A few hours later, I get wind of a couple of Dahlia’s trolls prowling the Flats looking for me. Guess they figured out I don’t live in the sewer, so they’re dropping green and asking for a name, a location, anything they can get on me. I take the news in stride. They’re not alone. Frank’s shark is working double-time, and word is already out on the street about the dwarf who picked up his girl at the High Tail. That hurts, to be honest. Five-four is hardly a dwarf. I leave my pre-pay cell turned off on the theory she has enough juice to arrange a track on the phone’s GPS. Even if she doesn’t, I know Frank does.

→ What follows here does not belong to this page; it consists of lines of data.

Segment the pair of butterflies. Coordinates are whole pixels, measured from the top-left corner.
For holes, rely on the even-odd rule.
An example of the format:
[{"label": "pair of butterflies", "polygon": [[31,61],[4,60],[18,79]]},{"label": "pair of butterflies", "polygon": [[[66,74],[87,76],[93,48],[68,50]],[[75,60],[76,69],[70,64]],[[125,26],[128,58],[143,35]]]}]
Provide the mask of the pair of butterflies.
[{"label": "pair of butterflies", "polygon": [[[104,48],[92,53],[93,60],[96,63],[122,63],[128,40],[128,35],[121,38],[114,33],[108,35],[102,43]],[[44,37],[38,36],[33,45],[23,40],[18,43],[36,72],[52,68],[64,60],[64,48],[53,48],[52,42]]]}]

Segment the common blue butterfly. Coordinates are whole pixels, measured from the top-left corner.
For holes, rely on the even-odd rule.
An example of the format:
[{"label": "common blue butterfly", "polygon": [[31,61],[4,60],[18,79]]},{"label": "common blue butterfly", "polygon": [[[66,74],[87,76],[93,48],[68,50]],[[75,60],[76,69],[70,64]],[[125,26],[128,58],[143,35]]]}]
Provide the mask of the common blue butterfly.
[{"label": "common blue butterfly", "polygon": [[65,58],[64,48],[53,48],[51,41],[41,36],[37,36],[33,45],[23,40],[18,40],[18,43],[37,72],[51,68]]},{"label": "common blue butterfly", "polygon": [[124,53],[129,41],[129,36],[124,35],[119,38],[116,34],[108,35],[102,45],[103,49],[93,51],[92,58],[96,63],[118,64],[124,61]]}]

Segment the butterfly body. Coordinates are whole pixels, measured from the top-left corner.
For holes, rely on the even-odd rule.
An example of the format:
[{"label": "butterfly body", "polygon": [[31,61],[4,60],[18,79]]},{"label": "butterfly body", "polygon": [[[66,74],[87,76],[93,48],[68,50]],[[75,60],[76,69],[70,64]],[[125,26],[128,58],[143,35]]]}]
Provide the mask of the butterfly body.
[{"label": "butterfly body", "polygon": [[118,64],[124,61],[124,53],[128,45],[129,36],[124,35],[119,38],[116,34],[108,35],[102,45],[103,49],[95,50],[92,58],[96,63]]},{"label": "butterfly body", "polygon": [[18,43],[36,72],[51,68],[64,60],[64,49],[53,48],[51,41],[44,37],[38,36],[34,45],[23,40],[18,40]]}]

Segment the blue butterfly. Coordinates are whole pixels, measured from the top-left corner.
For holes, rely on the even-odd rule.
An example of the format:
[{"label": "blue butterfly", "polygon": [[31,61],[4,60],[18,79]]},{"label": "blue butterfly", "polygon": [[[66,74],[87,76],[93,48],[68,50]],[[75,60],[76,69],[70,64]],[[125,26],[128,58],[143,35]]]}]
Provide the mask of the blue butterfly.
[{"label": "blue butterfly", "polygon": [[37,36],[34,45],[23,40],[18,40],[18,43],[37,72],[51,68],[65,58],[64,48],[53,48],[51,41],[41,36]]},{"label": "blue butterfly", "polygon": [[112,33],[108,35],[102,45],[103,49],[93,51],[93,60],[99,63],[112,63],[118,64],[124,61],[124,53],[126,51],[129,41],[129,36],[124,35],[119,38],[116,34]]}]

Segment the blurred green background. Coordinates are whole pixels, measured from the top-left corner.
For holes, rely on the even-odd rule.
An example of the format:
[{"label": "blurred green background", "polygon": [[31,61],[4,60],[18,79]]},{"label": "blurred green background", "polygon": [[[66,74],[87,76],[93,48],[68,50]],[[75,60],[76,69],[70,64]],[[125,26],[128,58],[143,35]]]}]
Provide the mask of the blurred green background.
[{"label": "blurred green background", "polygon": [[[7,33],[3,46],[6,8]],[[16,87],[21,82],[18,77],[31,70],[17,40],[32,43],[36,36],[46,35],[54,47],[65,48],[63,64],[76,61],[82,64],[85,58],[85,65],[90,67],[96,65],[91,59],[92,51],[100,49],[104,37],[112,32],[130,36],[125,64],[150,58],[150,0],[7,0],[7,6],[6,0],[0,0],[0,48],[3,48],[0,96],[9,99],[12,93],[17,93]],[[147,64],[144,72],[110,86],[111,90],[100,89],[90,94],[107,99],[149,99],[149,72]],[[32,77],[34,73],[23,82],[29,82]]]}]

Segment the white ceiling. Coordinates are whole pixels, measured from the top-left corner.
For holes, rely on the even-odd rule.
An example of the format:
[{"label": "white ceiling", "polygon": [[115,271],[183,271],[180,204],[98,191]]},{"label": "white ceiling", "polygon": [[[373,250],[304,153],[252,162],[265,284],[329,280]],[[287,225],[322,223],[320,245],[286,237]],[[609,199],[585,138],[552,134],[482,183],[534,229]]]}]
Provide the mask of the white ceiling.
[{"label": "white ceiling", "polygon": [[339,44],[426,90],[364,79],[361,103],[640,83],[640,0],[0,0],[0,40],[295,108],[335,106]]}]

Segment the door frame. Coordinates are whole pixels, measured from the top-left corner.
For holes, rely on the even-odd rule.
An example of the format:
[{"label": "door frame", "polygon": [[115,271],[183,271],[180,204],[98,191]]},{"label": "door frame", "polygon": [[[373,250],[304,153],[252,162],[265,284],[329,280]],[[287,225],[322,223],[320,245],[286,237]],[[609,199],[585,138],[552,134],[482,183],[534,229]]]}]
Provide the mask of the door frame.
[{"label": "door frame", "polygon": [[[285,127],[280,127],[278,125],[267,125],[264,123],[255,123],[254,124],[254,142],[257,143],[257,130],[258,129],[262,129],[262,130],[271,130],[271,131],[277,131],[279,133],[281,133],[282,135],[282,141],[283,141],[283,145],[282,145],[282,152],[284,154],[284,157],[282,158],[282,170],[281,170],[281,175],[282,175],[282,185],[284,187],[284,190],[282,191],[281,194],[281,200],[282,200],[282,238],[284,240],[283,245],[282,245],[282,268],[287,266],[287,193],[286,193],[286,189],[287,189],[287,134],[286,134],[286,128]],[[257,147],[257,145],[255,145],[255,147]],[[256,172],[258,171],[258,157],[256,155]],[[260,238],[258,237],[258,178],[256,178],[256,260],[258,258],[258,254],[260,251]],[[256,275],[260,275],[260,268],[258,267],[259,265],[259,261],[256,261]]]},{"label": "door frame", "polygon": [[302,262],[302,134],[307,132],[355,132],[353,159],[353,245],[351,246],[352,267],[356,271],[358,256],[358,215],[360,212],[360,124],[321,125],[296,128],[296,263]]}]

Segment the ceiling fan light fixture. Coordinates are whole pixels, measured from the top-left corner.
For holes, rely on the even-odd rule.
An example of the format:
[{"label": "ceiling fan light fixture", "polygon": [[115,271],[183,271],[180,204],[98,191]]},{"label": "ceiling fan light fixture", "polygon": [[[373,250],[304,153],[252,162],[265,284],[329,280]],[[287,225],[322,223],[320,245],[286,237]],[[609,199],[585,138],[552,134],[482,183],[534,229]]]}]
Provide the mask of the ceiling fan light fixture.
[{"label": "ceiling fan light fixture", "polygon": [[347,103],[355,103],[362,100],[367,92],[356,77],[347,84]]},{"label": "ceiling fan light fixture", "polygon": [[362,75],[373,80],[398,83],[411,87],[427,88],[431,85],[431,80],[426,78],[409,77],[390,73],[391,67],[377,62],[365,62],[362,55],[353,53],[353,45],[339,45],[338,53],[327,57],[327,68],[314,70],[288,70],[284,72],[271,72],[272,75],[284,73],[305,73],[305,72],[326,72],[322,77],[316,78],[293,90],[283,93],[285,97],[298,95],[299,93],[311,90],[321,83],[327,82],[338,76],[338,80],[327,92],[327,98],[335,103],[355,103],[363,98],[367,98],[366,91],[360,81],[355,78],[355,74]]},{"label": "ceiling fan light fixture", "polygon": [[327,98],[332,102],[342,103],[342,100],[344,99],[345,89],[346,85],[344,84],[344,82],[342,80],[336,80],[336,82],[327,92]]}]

I don’t have time to chit-chat on the phone anyway. The delivery Dahlia is expecting is a big one. The arrangements make for a busy couple of days, but that’s good. Before I know it, the truck is packed with the goods and all I have to do is get ready for the meet. It’s supposed to be a three-way exchange: me, Dahlia, and her buyer. I’m to call a number an hour beforehand with the location, enough time for Dahlia and her guy to get there but not enough time to arrange anything untoward. Even with that precaution, it’s a bad set up for me. But what Dahlia doesn’t know is I don’t care about the money. From where I sit, it’s long odds the meet will even occur.
I stop by the High Tail a little after noon. A risk, but it’s too early for Biff, and no one else would think to look for me there. I’ve got my eye out for a particular guy, a big-eared street gnome I know from around the Flats. Good source of poop, and not too expensive. He’s sitting at the rail, a pint of piss-yellow ale in each paw. Only one listless nymph works the pole.
“What do you hear?” I say. The I.D. of Dahlia’s buyer would be nice, but I don’t expect that. Mostly I just want a sense of the street.
“You hear about Frank?” he says without taking his eyes off the g-string three feet from the end of his nose.